Le Nigeria, la Côte d'Ivoire et le Sénégal représentent à eux seuls l'essentiel des importations de riz en Afrique de l'Ouest, selon les données récentes. Cette concentration met en lumière les défis persistants d'une région qui ambitionne de réduire sa dépendance alimentaire. Alors que les cours mondiaux restent volatils, cette situation interroge les stratégies de souveraineté mises en œuvre depuis une décennie.

Infographie — Riz · Souveraineté alimentaire

Une dépendance qui persiste malgré les discours

Le constat est sans appel : le trio Nigeria, Côte d'Ivoire et Sénégal concentre la majeure partie des achats de riz sur le marché ouest-africain. Cette donnée, issue d'analyses récentes, confirme que les efforts d'autosuffisance peinent à inverser une tendance historique. La facture d'importation de riz reste l'une des plus lourdes pour la balance commerciale de la région, absorbant des devises qui pourraient être allouées à d'autres secteurs.

Les racines d'une dépendance structurelle

La dépendance au riz importé s'est installée dans les années 1970-1980, lorsque les politiques de libéralisation ont favorisé les importations bon marché en provenance d'Asie. Les consommateurs ouest-africains ont progressivement adopté des variétés asiatiques, au détriment du riz local souvent jugé moins compétitif en qualité et en prix. Depuis, les États ont multiplié les programmes de relance, comme le PNIA en Côte d'Ivoire ou le Plan Sénégal émergent, mais les résultats restent en deçà des objectifs.

Les freins à la production locale

Plusieurs obstacles expliquent cette inertie. La productivité des riziculteurs reste faible, faute d'accès aux intrants, au crédit et aux équipements modernes. Les infrastructures de transformation, de stockage et de commercialisation sont insuffisantes, entraînant des pertes post-récolte élevées. Par ailleurs, le coût de production du riz local est souvent supérieur au prix du riz importé, en raison notamment du prix de l'énergie et du manque d'économie d'échelle.

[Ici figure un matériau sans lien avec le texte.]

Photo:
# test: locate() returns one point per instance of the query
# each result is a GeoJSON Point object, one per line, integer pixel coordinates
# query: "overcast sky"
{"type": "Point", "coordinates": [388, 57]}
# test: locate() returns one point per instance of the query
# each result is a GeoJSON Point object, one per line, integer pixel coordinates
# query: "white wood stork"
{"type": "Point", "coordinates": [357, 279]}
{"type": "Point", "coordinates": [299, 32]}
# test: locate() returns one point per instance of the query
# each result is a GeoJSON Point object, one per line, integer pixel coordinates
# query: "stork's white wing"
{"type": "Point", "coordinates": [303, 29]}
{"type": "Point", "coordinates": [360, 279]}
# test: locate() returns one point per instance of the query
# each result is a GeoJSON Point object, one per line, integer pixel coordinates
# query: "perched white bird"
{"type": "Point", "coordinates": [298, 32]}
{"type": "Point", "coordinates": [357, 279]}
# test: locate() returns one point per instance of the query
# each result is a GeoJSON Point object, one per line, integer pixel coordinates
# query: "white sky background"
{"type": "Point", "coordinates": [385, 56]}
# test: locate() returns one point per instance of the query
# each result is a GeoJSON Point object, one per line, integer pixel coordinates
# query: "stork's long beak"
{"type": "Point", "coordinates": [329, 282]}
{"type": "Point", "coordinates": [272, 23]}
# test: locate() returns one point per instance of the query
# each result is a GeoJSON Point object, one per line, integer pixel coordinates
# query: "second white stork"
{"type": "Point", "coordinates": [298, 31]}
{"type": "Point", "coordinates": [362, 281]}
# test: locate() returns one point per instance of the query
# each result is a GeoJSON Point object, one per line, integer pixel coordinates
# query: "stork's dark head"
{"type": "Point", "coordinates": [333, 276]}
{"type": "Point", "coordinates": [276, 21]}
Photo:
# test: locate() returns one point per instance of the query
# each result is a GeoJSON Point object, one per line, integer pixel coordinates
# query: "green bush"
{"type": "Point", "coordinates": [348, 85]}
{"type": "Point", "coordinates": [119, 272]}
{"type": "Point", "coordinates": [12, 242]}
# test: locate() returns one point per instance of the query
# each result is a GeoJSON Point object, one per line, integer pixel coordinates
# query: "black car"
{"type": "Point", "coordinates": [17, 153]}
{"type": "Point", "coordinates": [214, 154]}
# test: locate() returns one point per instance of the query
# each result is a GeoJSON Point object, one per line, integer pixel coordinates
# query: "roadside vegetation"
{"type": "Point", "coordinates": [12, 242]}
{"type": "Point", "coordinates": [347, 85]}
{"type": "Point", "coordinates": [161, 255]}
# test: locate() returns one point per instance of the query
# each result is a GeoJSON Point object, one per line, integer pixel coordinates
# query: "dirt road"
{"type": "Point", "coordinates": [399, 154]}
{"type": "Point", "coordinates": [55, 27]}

Des disparités régionales marquées

Si le Nigeria, la Côte d'Ivoire et le Sénégal dominent les importations, leurs situations diffèrent. Le Nigeria a tenté une politique de substitution aux importations via des barrières tarifaires, ce qui a stimulé la production locale mais n'a pas suffi à combler l'écart. La Côte d'Ivoire, premier producteur de riz en Afrique de l'Ouest, importe paradoxalement massivement pour satisfaire la demande urbaine. Le Sénégal, très dépendant, a misé sur des partenariats avec des investisseurs étrangers pour développer des périmètres irrigués.

Les enjeux de la souveraineté alimentaire

Cette situation s'inscrit dans le débat plus large sur la souveraineté alimentaire en Afrique de l'Ouest. La filière rizicole est souvent comparée à d'autres cultures stratégiques comme le coton, l'arachide ou le cacao, où la transformation locale est en retard. L'importance des importations de riz rappelle que la sécurité alimentaire ne se décrète pas : elle nécessite des investissements durables dans les chaînes de valeur, de la production à la distribution.

Vers une approche régionale ?

Face à l'ampleur du défi, les organisations régionales comme la CEDEAO et l'UEMOA tentent de coordonner les politiques. La mise en place d'un tarif extérieur commun et la promotion des échanges intra-régionaux pourraient favoriser le riz local. Cependant, les intérêts nationaux et les barrières non tarifaires freinent l'intégration. Le West African Power Pool (WAPP), mentionné dans d'autres contextes, illustre la nécessité d'infrastructures communes, mais pour le riz, la route est encore longue.

L'avenir de la filière sous contraintes

La demande de riz continue de croître sous l'effet de la démographie et de l'urbanisation. Le changement climatique ajoute une pression supplémentaire sur les ressources en eau, vitales pour la riziculture. Les innovations technologiques, comme les variétés résistantes à la sécheresse, et les mécanismes de financement innovants pourraient offrir des perspectives. Mais sans une volonté politique forte et des moyens à la hauteur, la dépendance risque de perdurer.

La prépondérance du trio Nigeria, Côte d'Ivoire et Sénégal dans les importations de riz ne fait que refléter les limites des politiques actuelles. Au-delà des discours sur la souveraineté, c'est la question de la structuration des filières locales et de l'intégration régionale qui est posée. Dans un contexte de tensions sur les marchés mondiaux, la capacité à produire durablement son riz restera un indicateur clé de la résilience économique ouest-africaine.